Reporter: Intan Nirmala Sari | Editor: Tendi Mahadi
KONTAN.CO.ID - JAKARTA. Sempat tertekan akibat pernyataan Presiden Amerika Serikat (AS) Donald Trump, prospek harga minyak sepekan ini diprediksi tidak akan bergerak terlalu jauh atau volatil. Meskipun begitu, pekan ini harga minyak juga memiliki peluang untuk menyentuh level US$ 61 per barel.
Mengutip Bloomberg, Senin (29/4) pukul 16:41 WIB, harga minyak jenis west texas intermediate (WTI) berada di level US$ 62,50 per barel atau turun dibandingkan perdagangan Jumat (26/4) yang berada di level US$ 63,30 per barel.
Analis Asia Trade Point Future Deddy Yusuf Siregar mengatakan, aksi jual atau melemahnya harga minyak di awal pekan ini karena Trump mulai mendorong kembali negara anggota Organisasi Pengekspor Minyak Bumi (OPEC) untuk menaikkan kembali produksinya. Kondisi tersebut, seiring dengan berakhirnya kontrak ekspor minyak dari Iran pada awal Mei nanti.
"Kita lihat, sentimen tersebut yang memberikan dampak negatif pasar minyak," kata Deddy kepada Kontan.co.id, Senin (29/4).
Ditambah lagi, Deddy menilai ada sentimen keterkejutan atau ketidaksiapan pasar menyambut pernyataan Trump tersebut. Meskipun begitu, sentimen perundingan perang dagang antara AS dan China yang bakal berlangsung Rabu (1/5) nanti, diharapkan mampu menekan risiko penurunan harga minyak yang lebih dalam.
Bahkan, sentimen perundingan akhir perang dagang diprediksi mampu membawa harga minyak ke level US$ 63,80 per barel. Ditambah lagi, prospek ekonomi global yang menurut Deddy saat ini cenderung stabil, meskipun perlu diakui beberapa negara masih terganjal masalah inflasi.

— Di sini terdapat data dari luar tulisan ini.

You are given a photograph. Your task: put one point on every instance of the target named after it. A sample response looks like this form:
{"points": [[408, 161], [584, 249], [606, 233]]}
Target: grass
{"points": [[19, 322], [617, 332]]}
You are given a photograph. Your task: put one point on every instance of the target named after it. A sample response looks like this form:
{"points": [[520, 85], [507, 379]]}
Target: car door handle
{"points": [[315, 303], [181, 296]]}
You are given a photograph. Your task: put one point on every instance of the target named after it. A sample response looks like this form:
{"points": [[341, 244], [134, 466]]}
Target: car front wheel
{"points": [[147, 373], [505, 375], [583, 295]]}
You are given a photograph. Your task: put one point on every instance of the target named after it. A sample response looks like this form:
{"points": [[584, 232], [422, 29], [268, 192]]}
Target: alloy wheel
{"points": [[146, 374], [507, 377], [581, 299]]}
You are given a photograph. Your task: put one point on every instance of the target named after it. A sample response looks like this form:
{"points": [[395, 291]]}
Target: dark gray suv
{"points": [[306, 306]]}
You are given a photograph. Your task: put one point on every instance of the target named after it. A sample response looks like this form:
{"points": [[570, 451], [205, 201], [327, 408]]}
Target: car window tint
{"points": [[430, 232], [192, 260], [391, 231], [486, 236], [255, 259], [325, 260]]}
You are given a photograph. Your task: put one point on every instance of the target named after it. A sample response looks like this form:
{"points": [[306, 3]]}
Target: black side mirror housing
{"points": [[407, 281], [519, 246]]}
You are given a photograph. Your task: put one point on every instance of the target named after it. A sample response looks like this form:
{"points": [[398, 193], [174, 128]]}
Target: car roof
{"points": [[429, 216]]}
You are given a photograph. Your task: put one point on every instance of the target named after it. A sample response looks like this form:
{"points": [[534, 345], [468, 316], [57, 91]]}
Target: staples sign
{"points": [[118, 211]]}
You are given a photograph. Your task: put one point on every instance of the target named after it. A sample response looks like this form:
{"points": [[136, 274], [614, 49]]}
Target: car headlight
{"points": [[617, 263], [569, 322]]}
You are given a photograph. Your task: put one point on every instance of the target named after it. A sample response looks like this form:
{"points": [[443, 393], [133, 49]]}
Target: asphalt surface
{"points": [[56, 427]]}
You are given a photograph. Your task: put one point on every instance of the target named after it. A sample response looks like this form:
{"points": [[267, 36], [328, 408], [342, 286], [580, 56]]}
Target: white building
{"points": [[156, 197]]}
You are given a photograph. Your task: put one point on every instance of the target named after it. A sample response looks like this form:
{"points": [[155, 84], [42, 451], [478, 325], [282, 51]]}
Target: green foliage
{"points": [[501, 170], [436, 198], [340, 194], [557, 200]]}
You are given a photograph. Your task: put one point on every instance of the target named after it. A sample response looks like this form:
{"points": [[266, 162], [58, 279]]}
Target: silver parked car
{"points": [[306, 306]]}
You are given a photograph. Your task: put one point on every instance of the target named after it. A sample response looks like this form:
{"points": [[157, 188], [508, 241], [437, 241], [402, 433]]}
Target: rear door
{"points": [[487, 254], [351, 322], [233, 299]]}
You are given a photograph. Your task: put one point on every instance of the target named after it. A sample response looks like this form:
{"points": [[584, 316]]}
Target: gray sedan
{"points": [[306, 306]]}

Sementara itu, harga minyak sepekan ini juga berpeluang untuk menyentuh level support yakni US$ 61,30 per barel apabila produksi minyak di AS berada di bawah 12 juta barel per hari. Mengingat, pekan lalu sempat terjadi penurunan aktifitas pengeboran minyak di AS, jika hal tersebut berlanjut itu bisa menjadi katalis positif.
"Saya kira, kalau minyak sampai menyentuh level US$ 61 per barel, itu karena adanya kekhawatiran pasar terhadap peningkatan produksi minyak di pasar. Untuk sepekan ini, perkiraannya harga minyak berada di rentang US$ 63,80 per barel - US$ 61,30 per barel," tandasnya
Selain itu, Deddy menilai penurunan harga minyak yang terjadi awal pekan ini cenderung masih wajar. Mengingat, kenaikan harga minyak yang terjadi selama ini hampir tumbuh sebanyak 50%. Kesempatan ini juga bisa dimanfaatkan bagi investor untuk kembali masuk ke pasar komoditas minyak.
Di sisi lain, Ekonomi Bank Central Asia (BCA) David Sumual menilai, pernyataan Trump cenderung berdampak pada penurunan kinerja pasar global. Sehingga, pasar saat ini berada pada posisi wait and see menunggu keberlanjutan dari pernyataan Trump yang akan menghentikan impor minyak Iran ke beberapa negara.
"Kalau itu enggak berlanjut, harga minyak mungkin akan melonjak lagi. Ini yang perlu diwaspadai pasar, begitu juga emerging market currency, di mana investor masih percaya ke save heaven," ujar David.